Dodici mesi per integrare la successione incompleta
A seguito di una successione testamentaria, gli eredi, trovandosi in contrasto fra loro, vorrebbero presentare una successione parziale ciascuno per la propria quota.
Essendo la divisione già realizzata da testamento, è possibile una tale fattispecie? In caso contrario, quali sono le sanzioni comminate dall’agenzia delle Entrate per una successione parziale incompleta? Vengono comminate al singolo erede o a tutti gli eredi? Può essere contestata una dichiarazione infedele con la sanzione dal 100 al 200% della maggiore imposta non versata?
F.L. - FOGGIA
La fattispecie in esame, dalla descrizione fatta, sembra integrare una ipotesi di cosiddetta institutio ex re certa: pur se normalmente il lascito di uno specifico bene configura un legato, quando il testatore – anziché indicare una frazione aritmetica del proprio patrimonio – fa riferimento a determinati beni o a un complesso di beni, con l’intenzione di assegnarli come quota dell’intero asse ereditario, realizza una istituzione di erede (articolo 588 del Codice civile).
Le conseguenze, anche sul piano fiscale, sono rilevanti.
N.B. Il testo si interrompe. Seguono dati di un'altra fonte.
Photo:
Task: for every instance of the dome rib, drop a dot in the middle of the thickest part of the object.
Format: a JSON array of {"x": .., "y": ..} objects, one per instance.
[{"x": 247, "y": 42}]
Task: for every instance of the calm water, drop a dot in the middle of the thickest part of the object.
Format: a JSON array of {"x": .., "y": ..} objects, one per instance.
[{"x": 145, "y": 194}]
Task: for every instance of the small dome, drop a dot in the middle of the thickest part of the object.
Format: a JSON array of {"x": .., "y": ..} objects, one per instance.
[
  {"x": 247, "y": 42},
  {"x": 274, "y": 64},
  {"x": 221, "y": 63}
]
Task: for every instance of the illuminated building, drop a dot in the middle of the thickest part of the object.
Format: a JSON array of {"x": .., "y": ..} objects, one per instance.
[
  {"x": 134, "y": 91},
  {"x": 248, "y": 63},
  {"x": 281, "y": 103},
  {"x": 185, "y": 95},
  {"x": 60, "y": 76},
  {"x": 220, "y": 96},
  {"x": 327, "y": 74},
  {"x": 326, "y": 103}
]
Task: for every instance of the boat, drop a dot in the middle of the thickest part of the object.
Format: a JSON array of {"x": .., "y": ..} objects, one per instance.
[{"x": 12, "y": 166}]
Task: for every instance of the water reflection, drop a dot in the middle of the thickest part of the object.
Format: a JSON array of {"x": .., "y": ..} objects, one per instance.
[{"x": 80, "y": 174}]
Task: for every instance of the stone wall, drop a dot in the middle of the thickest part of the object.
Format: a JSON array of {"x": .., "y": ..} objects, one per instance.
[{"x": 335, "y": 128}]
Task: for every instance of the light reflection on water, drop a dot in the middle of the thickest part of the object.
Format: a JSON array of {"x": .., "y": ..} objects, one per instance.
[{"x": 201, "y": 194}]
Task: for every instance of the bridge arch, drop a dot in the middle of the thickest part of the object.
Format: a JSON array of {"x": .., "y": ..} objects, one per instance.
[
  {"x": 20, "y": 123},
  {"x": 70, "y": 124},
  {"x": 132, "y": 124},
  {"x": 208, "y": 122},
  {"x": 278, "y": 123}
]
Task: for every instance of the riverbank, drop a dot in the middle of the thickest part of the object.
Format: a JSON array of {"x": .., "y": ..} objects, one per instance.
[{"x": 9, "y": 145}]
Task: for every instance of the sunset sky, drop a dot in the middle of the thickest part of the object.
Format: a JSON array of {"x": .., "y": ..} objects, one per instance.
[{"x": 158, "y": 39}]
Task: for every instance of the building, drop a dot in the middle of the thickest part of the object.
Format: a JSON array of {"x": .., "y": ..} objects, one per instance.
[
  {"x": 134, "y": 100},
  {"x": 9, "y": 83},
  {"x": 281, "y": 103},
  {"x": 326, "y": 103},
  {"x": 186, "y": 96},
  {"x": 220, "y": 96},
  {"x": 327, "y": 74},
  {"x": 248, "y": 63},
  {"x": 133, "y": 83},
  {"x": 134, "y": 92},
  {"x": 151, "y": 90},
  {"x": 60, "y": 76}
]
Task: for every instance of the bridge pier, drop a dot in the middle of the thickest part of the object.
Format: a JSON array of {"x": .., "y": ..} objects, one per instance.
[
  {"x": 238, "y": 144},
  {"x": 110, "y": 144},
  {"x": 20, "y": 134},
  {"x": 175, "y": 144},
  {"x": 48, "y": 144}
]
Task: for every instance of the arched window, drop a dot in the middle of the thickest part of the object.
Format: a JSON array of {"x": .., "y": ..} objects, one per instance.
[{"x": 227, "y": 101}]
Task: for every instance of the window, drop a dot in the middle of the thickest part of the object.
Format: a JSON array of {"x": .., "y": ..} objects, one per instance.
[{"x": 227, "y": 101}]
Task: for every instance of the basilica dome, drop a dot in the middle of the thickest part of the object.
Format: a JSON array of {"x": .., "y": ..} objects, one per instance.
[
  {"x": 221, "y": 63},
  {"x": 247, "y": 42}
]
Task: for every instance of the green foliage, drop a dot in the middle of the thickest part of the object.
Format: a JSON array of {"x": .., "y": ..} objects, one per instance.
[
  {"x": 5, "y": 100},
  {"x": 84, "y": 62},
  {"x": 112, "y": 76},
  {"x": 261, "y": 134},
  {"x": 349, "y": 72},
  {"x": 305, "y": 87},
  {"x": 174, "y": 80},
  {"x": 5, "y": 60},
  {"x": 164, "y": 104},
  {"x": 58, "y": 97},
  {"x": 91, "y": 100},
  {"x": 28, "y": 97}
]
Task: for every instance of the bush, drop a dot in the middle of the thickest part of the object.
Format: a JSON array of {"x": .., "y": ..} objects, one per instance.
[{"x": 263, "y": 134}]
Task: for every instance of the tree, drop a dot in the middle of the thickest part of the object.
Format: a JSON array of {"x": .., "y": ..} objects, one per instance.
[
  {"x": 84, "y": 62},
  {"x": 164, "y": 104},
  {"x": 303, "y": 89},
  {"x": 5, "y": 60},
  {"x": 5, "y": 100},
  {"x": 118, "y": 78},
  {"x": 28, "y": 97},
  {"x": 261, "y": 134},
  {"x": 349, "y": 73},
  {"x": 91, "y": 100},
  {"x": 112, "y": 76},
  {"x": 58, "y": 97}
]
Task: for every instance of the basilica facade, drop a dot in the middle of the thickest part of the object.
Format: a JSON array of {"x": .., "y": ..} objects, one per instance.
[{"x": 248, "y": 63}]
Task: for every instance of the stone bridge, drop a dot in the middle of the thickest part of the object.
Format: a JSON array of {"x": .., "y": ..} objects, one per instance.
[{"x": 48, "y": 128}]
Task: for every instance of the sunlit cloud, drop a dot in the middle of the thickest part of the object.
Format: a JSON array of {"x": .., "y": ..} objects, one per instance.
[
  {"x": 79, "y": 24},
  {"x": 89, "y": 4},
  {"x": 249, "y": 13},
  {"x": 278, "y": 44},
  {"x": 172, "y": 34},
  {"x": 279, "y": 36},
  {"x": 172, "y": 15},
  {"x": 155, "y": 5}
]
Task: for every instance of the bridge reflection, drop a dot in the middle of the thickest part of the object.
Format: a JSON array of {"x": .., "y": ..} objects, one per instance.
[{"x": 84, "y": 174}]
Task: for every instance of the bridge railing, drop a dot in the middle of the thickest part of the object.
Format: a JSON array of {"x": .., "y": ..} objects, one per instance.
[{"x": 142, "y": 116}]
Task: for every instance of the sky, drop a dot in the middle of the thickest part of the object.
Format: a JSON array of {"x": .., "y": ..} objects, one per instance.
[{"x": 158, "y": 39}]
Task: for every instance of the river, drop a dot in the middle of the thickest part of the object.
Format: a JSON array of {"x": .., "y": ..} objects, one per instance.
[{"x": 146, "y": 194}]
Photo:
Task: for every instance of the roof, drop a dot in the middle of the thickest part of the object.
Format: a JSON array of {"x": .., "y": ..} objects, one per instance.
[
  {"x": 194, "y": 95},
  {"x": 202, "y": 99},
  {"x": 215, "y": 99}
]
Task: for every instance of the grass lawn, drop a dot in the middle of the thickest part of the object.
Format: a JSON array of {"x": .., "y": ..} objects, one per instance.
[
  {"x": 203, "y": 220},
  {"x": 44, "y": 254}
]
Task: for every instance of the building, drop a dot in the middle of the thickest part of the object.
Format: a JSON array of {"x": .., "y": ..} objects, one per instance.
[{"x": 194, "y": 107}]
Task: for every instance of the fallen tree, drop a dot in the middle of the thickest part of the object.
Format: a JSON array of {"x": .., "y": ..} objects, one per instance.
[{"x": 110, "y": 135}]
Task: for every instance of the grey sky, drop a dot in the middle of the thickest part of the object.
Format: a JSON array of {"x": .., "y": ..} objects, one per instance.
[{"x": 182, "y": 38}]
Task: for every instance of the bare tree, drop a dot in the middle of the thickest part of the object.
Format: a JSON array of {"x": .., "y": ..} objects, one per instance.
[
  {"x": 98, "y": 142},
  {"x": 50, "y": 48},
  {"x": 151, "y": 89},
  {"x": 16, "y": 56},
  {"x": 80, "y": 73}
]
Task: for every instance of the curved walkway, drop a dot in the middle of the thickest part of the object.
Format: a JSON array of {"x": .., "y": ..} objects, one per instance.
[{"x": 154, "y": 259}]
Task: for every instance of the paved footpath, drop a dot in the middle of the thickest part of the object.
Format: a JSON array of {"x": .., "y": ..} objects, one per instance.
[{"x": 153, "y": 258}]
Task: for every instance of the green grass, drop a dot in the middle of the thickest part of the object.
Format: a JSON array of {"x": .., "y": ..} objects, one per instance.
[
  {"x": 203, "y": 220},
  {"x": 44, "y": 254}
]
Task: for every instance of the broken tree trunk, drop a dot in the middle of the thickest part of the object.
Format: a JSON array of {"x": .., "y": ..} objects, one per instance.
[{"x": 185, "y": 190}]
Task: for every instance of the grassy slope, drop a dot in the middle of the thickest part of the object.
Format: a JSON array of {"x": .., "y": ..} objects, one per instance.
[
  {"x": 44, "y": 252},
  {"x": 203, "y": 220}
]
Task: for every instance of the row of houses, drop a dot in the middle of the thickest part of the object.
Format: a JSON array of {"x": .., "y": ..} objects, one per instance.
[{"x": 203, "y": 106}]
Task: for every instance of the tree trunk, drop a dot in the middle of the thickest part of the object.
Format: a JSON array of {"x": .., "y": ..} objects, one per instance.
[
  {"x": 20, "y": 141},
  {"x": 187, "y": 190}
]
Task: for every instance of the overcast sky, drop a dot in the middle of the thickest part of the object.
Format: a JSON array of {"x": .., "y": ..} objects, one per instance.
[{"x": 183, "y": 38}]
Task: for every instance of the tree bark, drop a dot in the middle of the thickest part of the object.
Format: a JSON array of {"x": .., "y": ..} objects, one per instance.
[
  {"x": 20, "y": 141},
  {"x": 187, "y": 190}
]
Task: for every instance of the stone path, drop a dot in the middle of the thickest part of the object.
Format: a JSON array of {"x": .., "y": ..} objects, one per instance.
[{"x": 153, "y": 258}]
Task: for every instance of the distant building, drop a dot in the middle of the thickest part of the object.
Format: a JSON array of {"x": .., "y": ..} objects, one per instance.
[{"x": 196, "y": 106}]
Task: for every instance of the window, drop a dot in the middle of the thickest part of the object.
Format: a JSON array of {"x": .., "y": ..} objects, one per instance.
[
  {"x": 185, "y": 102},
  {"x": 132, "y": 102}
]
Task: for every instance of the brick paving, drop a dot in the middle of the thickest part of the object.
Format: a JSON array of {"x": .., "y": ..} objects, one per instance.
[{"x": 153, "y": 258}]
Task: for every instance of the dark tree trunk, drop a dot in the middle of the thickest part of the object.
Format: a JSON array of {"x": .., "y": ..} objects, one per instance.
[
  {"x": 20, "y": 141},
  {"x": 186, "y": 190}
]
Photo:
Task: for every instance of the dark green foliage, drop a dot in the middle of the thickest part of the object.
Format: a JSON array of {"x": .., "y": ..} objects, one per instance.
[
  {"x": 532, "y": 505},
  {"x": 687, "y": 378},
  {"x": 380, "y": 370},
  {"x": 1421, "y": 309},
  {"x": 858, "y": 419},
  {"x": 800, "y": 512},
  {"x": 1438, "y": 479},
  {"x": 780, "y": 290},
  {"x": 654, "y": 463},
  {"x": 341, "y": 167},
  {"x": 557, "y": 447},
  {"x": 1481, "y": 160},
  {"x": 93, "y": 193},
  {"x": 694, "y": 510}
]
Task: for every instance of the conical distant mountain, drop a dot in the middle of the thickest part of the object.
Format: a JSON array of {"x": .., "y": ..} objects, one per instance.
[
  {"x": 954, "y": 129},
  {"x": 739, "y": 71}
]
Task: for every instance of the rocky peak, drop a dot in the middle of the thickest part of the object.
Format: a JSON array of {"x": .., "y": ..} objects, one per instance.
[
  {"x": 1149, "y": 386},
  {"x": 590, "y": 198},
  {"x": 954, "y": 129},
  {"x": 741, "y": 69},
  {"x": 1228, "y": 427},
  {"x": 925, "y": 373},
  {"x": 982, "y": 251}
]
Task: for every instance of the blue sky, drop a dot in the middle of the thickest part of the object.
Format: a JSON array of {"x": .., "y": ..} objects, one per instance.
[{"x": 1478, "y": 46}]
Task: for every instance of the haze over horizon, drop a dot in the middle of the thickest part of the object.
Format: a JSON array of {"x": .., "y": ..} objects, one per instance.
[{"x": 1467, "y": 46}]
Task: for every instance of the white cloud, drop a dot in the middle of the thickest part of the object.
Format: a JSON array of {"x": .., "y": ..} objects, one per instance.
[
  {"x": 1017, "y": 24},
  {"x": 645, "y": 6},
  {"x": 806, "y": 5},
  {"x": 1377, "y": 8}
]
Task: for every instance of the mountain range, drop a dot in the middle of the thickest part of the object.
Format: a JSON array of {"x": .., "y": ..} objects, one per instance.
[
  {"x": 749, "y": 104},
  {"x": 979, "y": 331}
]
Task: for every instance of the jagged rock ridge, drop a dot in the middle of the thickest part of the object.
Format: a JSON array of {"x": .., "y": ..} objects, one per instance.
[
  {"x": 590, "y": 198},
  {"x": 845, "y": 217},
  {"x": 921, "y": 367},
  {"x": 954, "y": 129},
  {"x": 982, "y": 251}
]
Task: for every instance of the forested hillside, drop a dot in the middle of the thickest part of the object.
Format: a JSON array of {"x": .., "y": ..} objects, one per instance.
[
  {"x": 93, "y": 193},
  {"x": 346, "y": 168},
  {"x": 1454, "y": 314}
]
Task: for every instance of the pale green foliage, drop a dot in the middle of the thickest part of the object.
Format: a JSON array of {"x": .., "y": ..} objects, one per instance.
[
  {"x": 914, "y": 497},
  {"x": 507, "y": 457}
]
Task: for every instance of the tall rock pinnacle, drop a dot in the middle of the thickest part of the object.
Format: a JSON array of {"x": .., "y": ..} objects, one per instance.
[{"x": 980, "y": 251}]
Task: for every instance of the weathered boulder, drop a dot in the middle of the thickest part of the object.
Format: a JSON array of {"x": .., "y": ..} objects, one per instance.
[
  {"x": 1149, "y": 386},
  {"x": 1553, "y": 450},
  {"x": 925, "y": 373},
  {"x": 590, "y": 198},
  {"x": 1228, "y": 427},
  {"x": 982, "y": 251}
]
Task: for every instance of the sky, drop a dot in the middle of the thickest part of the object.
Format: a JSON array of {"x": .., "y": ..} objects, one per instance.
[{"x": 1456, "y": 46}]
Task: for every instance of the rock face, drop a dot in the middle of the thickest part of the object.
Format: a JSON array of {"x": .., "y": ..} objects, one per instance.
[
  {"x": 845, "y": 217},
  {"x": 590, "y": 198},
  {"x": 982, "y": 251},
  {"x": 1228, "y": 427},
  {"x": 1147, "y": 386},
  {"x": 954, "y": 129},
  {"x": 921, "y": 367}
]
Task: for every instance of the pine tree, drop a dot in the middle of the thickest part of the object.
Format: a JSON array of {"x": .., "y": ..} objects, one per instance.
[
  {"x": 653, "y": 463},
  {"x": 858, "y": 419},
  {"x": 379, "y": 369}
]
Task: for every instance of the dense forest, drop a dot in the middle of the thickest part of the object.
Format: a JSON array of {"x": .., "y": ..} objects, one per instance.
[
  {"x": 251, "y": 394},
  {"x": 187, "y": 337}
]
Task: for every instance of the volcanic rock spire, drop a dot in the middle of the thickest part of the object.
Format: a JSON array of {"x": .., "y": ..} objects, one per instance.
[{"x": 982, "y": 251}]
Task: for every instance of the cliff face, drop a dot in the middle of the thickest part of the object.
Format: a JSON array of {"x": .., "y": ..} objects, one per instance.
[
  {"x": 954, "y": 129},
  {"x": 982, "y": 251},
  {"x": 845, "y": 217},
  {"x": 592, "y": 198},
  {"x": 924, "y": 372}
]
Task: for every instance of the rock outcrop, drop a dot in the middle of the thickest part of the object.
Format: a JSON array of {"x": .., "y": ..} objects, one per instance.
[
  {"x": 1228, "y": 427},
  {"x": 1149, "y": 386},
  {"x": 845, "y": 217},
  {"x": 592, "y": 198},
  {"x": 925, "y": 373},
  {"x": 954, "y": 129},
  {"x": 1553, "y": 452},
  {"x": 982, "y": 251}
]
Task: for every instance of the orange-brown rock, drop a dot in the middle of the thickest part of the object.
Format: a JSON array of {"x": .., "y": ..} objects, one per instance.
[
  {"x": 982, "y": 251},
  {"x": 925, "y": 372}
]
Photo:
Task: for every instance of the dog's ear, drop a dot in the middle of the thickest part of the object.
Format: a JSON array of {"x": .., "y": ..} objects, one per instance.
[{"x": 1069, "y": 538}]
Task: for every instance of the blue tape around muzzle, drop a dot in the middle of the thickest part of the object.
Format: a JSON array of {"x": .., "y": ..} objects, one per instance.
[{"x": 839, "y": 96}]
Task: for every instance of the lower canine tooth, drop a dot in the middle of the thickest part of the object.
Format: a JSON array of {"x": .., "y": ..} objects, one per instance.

Mentre per gli eredi c’è responsabilità solidale quanto al pagamento dell’imposta di successione complessivamente dovuta, i legatari rispondono nei limiti dei rispettivi legati (articolo 36 del Dlgs 346/1990).
Fatte queste premesse, nulla esclude che si presenti una successione oggettivamente parziale, nella consapevolezza che la medesima – se non integrata entro 12 mesi dalla data di apertura della successione (articolo 31, comma I, del Dlgs 346/1990) – si configura come “dichiarazione incompleta” (articolo 32, comma II, del Dlgs 346/1990), per la quale, pur mancando una sanzione espressa, si ritiene – secondo una certa interpretazione – applicabile l’articolo 51 del Dlgs 346/1990 (sanzione amministrativa dal 100 al 200% della differenza di imposta).